If the percent yield was 81.5%, how many grams of aluminum were used to prepare 20.0 g of
potassium alum?
The skeleton equation is
Al ==> KAl(SO4)2.12H2O
20g final product. 81.5% yield means
20/0.815 = 24.5 g KAl(SO4)2.12H2O formed.
mol = 24.5/molar mass KAl(SO4)2.12H2O
That many mol Al were required.
g Al = mols x atomic mass Al.
Well, I don't actually know how many grams of aluminum were used, but if we assume that the percent yield is related to how effective my jokes are, then I would say at least 81.5 grams of aluminum were used. Can't have a high yield without some serious material!
To determine the grams of aluminum used to prepare potassium alum, we need to use the concept of percent yield. Percent yield is a measure of how much of a desired product is obtained in a chemical reaction compared to the theoretical yield, which is the maximum possible yield.
The percent yield formula is:
Percent Yield = (Actual Yield / Theoretical Yield) x 100%
In this case, the percent yield is given as 81.5%. To find the grams of aluminum used, we need to calculate the theoretical yield of potassium alum. The theoretical yield is the amount of potassium alum that would be obtained if the reaction went to completion without any losses.

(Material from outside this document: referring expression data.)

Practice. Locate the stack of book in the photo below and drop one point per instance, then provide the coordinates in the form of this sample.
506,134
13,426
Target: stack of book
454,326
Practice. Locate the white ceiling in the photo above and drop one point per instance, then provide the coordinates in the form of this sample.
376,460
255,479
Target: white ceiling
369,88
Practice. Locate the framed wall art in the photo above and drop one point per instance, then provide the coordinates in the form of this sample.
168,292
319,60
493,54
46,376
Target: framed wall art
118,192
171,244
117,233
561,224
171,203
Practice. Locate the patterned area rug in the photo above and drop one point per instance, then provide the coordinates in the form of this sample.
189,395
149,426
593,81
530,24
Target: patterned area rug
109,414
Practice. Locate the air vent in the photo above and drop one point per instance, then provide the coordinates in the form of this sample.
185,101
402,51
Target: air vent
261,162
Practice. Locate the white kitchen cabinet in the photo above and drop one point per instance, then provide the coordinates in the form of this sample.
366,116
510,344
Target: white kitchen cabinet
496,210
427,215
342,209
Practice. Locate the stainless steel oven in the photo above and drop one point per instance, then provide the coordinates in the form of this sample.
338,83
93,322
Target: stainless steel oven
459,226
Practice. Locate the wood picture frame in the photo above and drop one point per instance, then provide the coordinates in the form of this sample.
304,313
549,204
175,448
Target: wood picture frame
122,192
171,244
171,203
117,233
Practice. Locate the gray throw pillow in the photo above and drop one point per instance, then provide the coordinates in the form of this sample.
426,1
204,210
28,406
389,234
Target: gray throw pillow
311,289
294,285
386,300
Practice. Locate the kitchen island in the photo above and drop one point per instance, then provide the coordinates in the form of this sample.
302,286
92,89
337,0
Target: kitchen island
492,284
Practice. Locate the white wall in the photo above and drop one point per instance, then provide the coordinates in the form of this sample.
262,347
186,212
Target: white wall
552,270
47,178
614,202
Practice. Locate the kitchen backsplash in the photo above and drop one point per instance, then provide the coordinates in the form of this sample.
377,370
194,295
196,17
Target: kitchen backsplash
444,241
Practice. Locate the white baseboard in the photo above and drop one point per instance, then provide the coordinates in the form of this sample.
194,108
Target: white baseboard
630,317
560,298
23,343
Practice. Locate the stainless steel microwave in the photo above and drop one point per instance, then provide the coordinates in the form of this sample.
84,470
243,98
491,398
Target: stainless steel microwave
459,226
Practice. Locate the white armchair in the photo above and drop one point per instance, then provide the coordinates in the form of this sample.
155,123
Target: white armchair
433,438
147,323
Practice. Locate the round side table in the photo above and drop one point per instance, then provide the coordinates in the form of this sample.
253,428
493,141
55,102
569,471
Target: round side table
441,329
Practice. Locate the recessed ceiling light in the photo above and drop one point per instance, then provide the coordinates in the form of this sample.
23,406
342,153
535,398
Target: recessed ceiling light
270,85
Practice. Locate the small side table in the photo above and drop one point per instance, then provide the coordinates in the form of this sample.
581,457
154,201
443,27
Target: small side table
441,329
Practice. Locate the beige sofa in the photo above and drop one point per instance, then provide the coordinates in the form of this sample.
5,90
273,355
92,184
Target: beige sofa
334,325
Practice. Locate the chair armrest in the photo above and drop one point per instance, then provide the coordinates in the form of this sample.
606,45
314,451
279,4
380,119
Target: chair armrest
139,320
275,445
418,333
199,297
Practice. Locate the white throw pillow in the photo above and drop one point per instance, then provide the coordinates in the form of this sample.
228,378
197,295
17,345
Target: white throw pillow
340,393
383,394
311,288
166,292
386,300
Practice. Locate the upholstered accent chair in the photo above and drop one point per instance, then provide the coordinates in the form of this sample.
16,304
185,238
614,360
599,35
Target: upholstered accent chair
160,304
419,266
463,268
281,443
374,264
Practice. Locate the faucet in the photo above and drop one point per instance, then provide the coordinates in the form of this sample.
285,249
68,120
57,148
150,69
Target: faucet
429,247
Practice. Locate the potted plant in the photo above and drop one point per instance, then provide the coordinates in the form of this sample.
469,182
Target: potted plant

Since the molecular formula of potassium alum is KAl(SO4)2 · 12H2O, we know that the molar mass of KAl(SO4)2 · 12H2O is 474.388 g/mol.
To calculate the theoretical yield, we first need to determine the number of moles of potassium alum formed using the given mass of 20.0 g:
Number of Moles = Mass / Molar Mass = 20.0 g / 474.388 g/mol
Next, we need to determine the molar ratio of aluminum to potassium alum from the balanced chemical equation of the reaction used to prepare potassium alum. Let's assume the balanced equation is:
2Al + K2SO4 + 2H2O → 2KAl(SO4)2 + 3H2
From this equation, we can see that 2 moles of aluminum (2Al) are required to produce 1 mole of potassium alum (KAl(SO4)2).
Now, using the number of moles of potassium alum and the molar ratio of aluminum to potassium alum, we can calculate the number of moles of aluminum used:
Number of Moles of Aluminum = Number of Moles of Potassium Alum × (2 moles Al / 1 mole KAl(SO4)2)
Finally, to find the grams of aluminum used, we can multiply the number of moles of aluminum by the molar mass of aluminum (26.98 g/mol):
Grams of Aluminum = Number of Moles of Aluminum × Molar Mass of Aluminum
By following these steps, you can calculate the grams of aluminum used to prepare 20.0 g of potassium alum.